Translated Lives: F. P. Grove in Europe and Canada FROM THE PUBLISHER
Frederick Philip Grove's Autobiography In Search of Myself won the Governor General's Award for non-fiction in 1947. Yet the details of his early life are anything but clear. In this remarkably rich portrait of the author's life and milieu, Klaus Martens follows Grove's alter ego, Felix Paul Greve, from aa mysterious period in Germany as a student and translator to his new identity as F.P. Grove, a teacher and writer in Canada.
Originally from a working-class background, the young Greve sought to establish himself among wealthy writers and archaeologists in Bonn, Munich and Berlin. He racked up large debts living as a nomadic intellectual, never quite finding the recognition he desired. Eventually he found steady work as a literary translator, with mixed success. Before fleeing for the New World in 1909, he played a seminal role in introducing Oscar Wilde, H.G. Wells, Andre Gide and other early moderns to German readers.
Drawing on previously unavailable evidence, Martens offers detailed accounts of the circles in which Greve moved. More importantly, he shows how Grove translated his own past into the autobiographical epics A Search for America and In Search of Myself.

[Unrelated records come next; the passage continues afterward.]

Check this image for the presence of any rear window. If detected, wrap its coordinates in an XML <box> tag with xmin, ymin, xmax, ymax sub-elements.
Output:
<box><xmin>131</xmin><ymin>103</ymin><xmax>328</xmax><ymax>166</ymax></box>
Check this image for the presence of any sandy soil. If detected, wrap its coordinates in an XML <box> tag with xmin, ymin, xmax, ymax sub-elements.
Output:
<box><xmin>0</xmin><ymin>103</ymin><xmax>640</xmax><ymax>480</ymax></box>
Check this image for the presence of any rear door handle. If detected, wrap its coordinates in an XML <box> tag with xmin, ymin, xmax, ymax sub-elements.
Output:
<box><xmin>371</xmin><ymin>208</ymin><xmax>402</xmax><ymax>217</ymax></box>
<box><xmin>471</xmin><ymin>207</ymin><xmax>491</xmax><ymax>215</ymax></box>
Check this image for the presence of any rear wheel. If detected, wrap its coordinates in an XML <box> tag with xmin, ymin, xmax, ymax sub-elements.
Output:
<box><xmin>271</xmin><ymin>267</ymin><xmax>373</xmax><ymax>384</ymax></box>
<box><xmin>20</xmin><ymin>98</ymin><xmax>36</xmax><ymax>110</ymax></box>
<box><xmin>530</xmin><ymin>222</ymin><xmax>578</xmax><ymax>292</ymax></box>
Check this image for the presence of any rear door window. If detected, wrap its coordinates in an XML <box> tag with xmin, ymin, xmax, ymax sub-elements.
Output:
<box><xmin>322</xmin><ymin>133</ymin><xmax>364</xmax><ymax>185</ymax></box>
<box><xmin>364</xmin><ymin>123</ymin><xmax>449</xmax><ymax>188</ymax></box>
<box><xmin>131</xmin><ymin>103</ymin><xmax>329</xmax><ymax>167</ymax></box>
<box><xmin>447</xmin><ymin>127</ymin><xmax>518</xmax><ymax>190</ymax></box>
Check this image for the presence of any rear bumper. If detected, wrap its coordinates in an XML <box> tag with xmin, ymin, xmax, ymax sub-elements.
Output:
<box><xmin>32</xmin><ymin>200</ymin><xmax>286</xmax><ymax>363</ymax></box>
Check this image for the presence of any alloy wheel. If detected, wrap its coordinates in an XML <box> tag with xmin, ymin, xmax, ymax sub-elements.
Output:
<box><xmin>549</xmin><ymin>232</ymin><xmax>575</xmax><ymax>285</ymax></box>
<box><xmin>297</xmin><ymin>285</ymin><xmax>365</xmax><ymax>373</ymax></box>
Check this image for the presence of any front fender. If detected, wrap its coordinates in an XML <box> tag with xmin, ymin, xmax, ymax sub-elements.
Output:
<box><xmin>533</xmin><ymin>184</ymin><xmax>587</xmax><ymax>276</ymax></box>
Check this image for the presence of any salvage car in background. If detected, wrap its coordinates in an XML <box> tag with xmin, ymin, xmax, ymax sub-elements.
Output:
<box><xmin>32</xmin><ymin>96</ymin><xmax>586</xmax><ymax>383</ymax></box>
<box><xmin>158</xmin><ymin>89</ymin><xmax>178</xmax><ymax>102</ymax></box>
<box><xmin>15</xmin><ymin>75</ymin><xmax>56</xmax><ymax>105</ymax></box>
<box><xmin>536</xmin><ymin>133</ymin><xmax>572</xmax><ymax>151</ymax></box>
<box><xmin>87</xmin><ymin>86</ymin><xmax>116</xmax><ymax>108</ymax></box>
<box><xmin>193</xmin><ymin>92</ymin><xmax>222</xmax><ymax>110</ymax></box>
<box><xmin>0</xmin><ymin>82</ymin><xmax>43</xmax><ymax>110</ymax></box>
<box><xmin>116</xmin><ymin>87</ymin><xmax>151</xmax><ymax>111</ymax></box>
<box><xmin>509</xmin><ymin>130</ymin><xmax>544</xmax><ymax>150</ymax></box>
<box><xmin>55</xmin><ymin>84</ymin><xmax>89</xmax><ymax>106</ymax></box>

Through new readings of these and Greve's little-known German writings, Martens speculates on the real-life sources for many of Grove's "fictional" characters and scenarios.
With more than fifty period photos and documents, countless letters and a foreword by E.D. Blodgett, F.P. Grove in Europe and Canada represents the definitive biography of the writer Northrop Frye called a "Canadian Dreiser." This work will prove an invaluable resource for scholars in Canadian and German literature, comparative literature, modernism, publishing history and translation studies.